Keuangan 'Hancur' di Tengah Krisis Moneter
Merpati kemudian mulai mengoperasikan A310 dan A300-600 untuk digunakan pada rute ke Australia. Pesawat terbang BAe ATP milik Merpati lalu dinyatakan tidak laik terbang di tengah tetap harus membayar sewa.
Alhasil, kondisi keuangan Merpati semakin memburuk saat krisis finansial 1997 mulai terjadi.
Pada 1997, semua saham perusahaan ini akhirnya diambil kembali oleh pemerintah Indonesia, sehingga perusahaan ini kembali menyandang status persero. Setelah melakukan sejumlah pembenahan, pada 1999 diumumkan bahwa Merpati berhasil kembali mencatatkan laba operasi.
Kecelakaan Pesawat
Pada 2 Agustus 2009, sebuah Twin Otter milik Merpati jatuh di pegunungan di Papua. Peristiwa ini menewaskan seluruh penumpangnya yang berjumlah 13 orang dan tiga orang kru.
Peristiwa yang sama pun terjadi pada 7 Mei 2011, di mana satu unit pesawat Xian MA60 milik Merpati dengan kode registrasi PK-MZK juga jatuh di perairan Kaimana, sehingga menewaskan seluruh penumpangnya yang berjumlah 21 orang dan 6 orang kru.
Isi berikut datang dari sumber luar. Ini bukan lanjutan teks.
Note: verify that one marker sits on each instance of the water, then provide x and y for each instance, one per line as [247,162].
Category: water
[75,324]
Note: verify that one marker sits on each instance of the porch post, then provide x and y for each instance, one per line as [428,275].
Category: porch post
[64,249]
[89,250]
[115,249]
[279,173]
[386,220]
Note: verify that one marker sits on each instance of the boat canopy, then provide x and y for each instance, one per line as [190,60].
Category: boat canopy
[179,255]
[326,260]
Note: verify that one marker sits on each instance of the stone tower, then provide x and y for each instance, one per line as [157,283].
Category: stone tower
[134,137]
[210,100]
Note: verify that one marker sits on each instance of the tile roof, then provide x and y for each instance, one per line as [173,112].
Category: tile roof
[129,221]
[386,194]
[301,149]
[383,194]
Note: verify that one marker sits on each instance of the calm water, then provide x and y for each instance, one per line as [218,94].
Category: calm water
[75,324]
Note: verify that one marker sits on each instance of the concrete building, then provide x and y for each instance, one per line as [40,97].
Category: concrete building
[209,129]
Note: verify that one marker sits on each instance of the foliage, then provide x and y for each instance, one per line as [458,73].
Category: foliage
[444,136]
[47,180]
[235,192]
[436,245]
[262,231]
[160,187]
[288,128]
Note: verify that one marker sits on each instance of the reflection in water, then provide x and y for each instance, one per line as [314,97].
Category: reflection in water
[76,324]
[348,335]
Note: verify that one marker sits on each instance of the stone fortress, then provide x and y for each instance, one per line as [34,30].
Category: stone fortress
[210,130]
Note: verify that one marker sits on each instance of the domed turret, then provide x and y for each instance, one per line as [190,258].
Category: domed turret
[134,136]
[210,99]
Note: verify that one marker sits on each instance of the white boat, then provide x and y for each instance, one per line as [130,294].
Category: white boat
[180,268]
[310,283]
Kecelakaan tersebut membuat sejumlah pihak mempertanyakan keputusan Merpati untuk memesan Xian MA60, serta menduga adanya penggelembungan harga dan kolusi pada proses pemesanannya.
Utang Pembelian Avtur
Pada Oktober 2011, Pertamina menghentikan pasokan avtur ke Merpati di Surabaya dan Makassar. Hal ini dikarenakan adanya utang pembelian avtur senilai Rp270 miliar, sehingga operasi Merpati di kedua bandara tersebut terhenti.
Total utang Merpati ke Pertamina adalah sebesar Rp550 miliar, yang terdiri dari utang pokok sebesar Rp270 miliar, dan sisanya berupa bunga dan denda.
Namun, beberapa waktu kemudian, operasi Merpati di kedua bandara tersebut dapat berjalan normal kembali.
Pada 2012, Merpati menutup 20 rute yang merugi, meluncurkan situs web dan pusat panggilan baru, serta menjalin kerja sama pengangkutan kargo dengan Pos Indonesia.